Medicare Compliance & Reimbursement

Industry Notes

CMS Knows You’re Confused About POS Rules

When the Centers for Medicare & Medicaid Services (CMS) issued Transmittal 2679 on April 1, the agency was aiming to clarify place of service coding instruction. However, the change request (numbered 7631) only created confusion about how to report the place of service (POS) in certain scenarios, and CMS decided to take action.

"The place of service change request 7631 that went into effect on April 1 prompted a lot of questions, so we posted some frequently-asked questions on the CMS website," said CMS’s Chris Ritter during a June 4 Open Door Forum.

The FAQs, although nine pages long (available at www.cms.gov/Medicare/Medicare-Fee-for-Service-Payment/PhysicianFeeSched/Downloads/FAQs-CR7631-4-25-13.pdf), unfortunately don’t answer all queries that practices have, and many callers to the forum expressed frustration with the vague answers on the document.

For example, the FAQs pose the common question of how to bill the technical component of an IDTF service in a state that’s different from where the professional component was furnished, and the answer on the document states that local MACs should give advice on this topic, but that "CMS is developing national enrollment requirements for situations where telehealth, teleradiology, and other services cross MAC jurisdictions."

This answer was disappointing for a number of practices who are seeking firm national guidance on this topic, and one of them said as much on the call. After the caller asked whether CMS has a timeline of when this national policy will materialize, a CMS rep said that the agency hopes to have it ready within the next few months, but that it’s currently in process with the agency.
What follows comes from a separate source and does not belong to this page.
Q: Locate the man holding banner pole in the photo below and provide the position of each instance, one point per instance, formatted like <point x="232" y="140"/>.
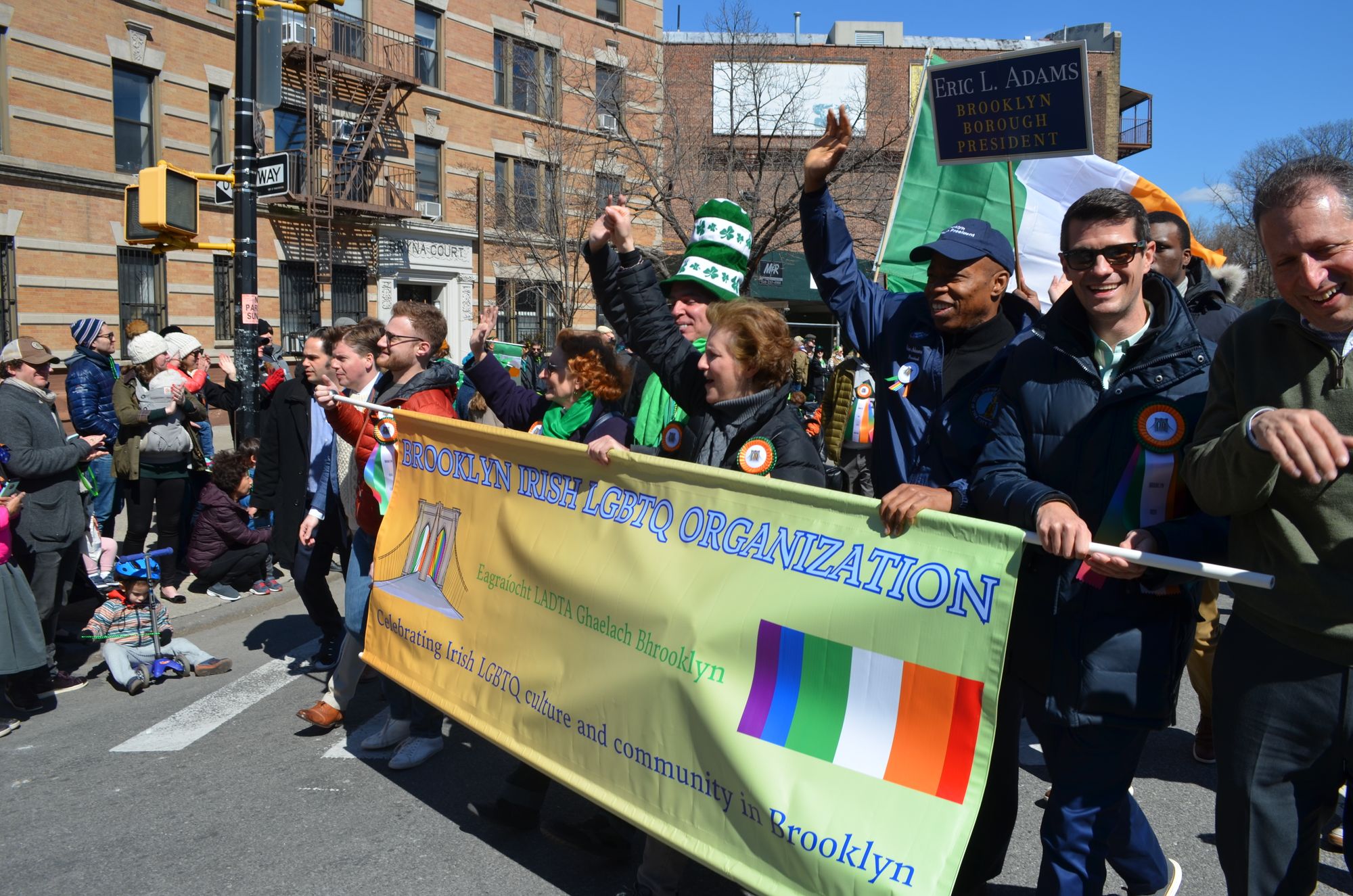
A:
<point x="1272" y="451"/>
<point x="1098" y="644"/>
<point x="937" y="359"/>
This MAC Denied 31 Percent of Hospice Claims

Make sure your physician’s terminal illness documentation is up to snuff for hospice claims, or you may lose your rightful reimbursement. In a recent probe, Medicare Administrative Contractor NHIC conducted probes of hospice claims in their first, second, and third benefit periods. Reviewers denied 31 percent of claims for the first and second period, and 27 percent of claims in the third period.

Results: Lack of valid physician certification was the top denial reason (43 percent) for first period claims, timely physician cert/recert was second (20 percent), and terminal prognosis was third (19 percent). In second and third periods, terminal prognosis moved to the top denial reason spot (41and 50 percent, respectively). Lack of valid physician certification moved to the second spot (31 and 33 percent, respectively). Untimely physician cert/recert dropped sharply to 3 and 8 percent, respectively.

You can read the complete article at www.medicarenhic.com/providers/articles/RHHIProbe061313.pdf.

Don’t Attempt To Adjust Re-Determined Claims

Keep your claims processing timeline straight to stay away from prohibited actions. That’s the word from Medicare Administrative Contractor Palmetto GBA, which recently posted a corresponding note on its website. "We have seen an increase in the number of providers trying to make an adjustment to a claim after it has gone through the Redetermination process," Palmetto says. "Providers cannot adjust anything on a claim after it has had a line adjusted through the Redetermination process, regardless of whether they are attempting to adjust the previously medically denied line or another line on the claim."

Bottom line: "All needed adjustments to the claim must occur prior to the Redetermination process," Palmetto reminds providers.